"\x9D" to UTF-8 in conversion from Windows-1252 to UTF-8

5.1k Views Asked by At

I have created a csv uploader on my rails app, but sometimes I get an error of

"\x9D" to UTF-8 in conversion from Windows-1252 to UTF-8

This is the source to my uploader:

def self.import(file)
  CSV.foreach(file.path, headers: true, encoding: "windows-1252:utf-8") do |row|
    title = row[1]
    row[1] = title.to_ascii
    description = row[2]
    row[2] = description.to_ascii
    Event.create! row.to_hash
  end
end

I am using the unidecode gem (https://github.com/norman/unidecoder) to normalize any goofy characters that a user may input. I've ran into this error a few times, but can't determine how to fix it. I thought the encoding: "windows-1252:utf-8" line would fix the problem, but nothing there.

Thanks stack!

2

There are 2 best solutions below

3
On

There is no 9D character (as well as 81, 8D, 8F, 90) in Windows-1252. It means your text is not in Windows-1252 encoding. At the very least your source text is corrupt.

0
On

I was running into this error from reading url contents:

table = CSV.parse(URI.open(document.url).read)

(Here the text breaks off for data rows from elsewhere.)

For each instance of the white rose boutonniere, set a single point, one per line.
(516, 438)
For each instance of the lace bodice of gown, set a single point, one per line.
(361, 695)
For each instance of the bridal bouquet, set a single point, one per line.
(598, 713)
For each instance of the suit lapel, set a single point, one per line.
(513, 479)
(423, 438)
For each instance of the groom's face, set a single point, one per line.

Turns out the API I am fetching conditionally returns GZIP if the file is too large.

Another annoying thing is that rails decompression was then failing on a valid UTF8 error.

This did NOT work:

ActiveSupport::Gzip.decompress(URI.open(document.url).read)

This did work:

Zlib::GzipReader.wrap(URI.open(document.url), &:read)

My next problem is the CSV.parse() reads the entire blob, and I had a single line with errors.

downloaded_file = StringIO.new(Zlib::GzipReader.wrap(URI.open(document.url), &:read))
tempfile = Tempfile.new("open-uri", binmode: true)
IO.copy_stream(downloaded_file, tempfile.path)
headers = nil
File.foreach(tempfile.path) do |line|
  row = []
  if headers.blank?
    headers = CSV.parse_line(line, { col_sep: "\t", liberal_parsing: true })
  else
    line_data = CSV.parse_line(line.force_encoding("UTF-8").encode('UTF-8', :invalid => :replace, :undef => :replace), { col_sep: "\t", liberal_parsing: true })
    row = headers.zip(line_data)
  end
  puts row.inspect
  ... # do a lot more stuff
end

wow.